Function proof

I had this question on a test today.
Prove that if a function f:X-->Y is injective, then $f(X\setminus A) \subset Y\setminus f(A), \forall A \subset X$.

This is how I did it:
If x_1 is in A, then y_1=f(x_1) is in f(A). Because the function is injective, we can pick (cut Y into pieces) f(A) and f(X\A) so, that their intersection is empty (adjust A if needed). So, if x_2 is not in A = if x_2 is in X\A, then y_2=f(x_2) in f(X\A). From this we get that y_2 is in Y\f(A), since Y\f(A)=f(X\A). So, I've shown using the injective property, that y_2 in Y\f(A) follows from y_2 in f(X\A).

Right? Wrong?

- Kamataat

At first glance, it appears to be wrong. You say that you might adjust A, but that's not "legal". You were asked to prove the given relation for /all/ subsets A of X.

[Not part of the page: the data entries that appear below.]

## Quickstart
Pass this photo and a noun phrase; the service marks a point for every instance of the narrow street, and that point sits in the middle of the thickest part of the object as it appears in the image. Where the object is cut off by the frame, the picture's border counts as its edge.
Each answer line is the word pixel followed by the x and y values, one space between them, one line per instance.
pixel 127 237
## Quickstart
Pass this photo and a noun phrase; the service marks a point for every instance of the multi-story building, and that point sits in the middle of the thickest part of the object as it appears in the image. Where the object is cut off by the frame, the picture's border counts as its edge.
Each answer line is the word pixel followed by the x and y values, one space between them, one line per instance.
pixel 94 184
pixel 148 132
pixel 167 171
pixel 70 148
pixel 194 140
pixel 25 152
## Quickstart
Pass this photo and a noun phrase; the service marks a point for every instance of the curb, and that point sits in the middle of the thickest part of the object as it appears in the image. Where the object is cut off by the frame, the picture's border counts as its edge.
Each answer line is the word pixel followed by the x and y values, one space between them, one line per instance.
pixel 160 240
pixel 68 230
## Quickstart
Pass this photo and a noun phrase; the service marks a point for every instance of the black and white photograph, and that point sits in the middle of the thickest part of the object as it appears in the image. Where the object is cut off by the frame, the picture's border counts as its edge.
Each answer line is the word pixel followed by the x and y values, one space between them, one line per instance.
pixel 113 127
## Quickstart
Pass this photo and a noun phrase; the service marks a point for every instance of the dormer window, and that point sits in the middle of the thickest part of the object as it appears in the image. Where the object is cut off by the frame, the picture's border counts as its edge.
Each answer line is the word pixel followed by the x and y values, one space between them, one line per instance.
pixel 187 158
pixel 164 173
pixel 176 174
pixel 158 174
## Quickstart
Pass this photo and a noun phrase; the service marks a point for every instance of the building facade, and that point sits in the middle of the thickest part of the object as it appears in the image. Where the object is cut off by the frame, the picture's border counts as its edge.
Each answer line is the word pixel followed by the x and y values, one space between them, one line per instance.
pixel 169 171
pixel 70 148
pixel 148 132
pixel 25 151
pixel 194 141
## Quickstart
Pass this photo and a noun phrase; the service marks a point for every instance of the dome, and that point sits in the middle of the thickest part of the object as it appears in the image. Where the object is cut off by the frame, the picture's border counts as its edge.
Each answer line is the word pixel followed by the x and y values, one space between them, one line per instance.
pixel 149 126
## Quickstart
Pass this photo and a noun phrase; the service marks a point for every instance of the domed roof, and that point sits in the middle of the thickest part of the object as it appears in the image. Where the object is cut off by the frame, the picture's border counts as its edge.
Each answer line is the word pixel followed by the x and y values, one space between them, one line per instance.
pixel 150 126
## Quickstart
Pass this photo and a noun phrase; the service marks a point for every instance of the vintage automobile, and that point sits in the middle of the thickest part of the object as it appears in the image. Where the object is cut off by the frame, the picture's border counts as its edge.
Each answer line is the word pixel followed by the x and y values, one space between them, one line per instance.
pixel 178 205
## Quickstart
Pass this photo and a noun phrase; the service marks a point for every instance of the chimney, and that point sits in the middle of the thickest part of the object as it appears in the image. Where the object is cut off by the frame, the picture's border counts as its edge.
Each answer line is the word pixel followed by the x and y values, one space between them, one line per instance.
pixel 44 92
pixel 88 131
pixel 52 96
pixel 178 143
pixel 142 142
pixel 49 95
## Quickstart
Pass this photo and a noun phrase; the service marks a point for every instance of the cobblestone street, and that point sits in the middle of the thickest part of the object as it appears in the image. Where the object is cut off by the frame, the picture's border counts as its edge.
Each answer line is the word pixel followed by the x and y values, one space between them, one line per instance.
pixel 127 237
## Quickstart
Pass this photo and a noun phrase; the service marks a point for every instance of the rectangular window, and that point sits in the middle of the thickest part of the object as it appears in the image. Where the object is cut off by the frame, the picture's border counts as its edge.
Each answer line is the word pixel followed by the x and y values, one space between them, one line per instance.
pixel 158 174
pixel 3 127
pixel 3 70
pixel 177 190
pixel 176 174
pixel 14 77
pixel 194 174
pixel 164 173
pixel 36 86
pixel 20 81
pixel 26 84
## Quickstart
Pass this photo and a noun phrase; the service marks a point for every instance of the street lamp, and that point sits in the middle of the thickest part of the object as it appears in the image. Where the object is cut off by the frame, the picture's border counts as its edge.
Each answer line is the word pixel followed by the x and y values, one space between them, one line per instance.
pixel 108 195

It should be clear that any element of f(X\A) is in Y. To prove that any element of f(X\A) is not in f(A), one might try to derive a contradiction...

Muzza said:
At first glance, it appears to be wrong. You say that you might adjust A, but that's not "legal". You were asked to prove the given relation for /all/ subsets A of X.

It should be clear that any element of f(X\A) is in Y. To prove that any element of f(X\A) is not in f(A), one might try to derive a contradiction...

So if any element of f(X\A) were also in f(A), then that element must have two originals, one in A and one in X\A, and hence the function is not injective?

- Kamataat

Yep, that's it.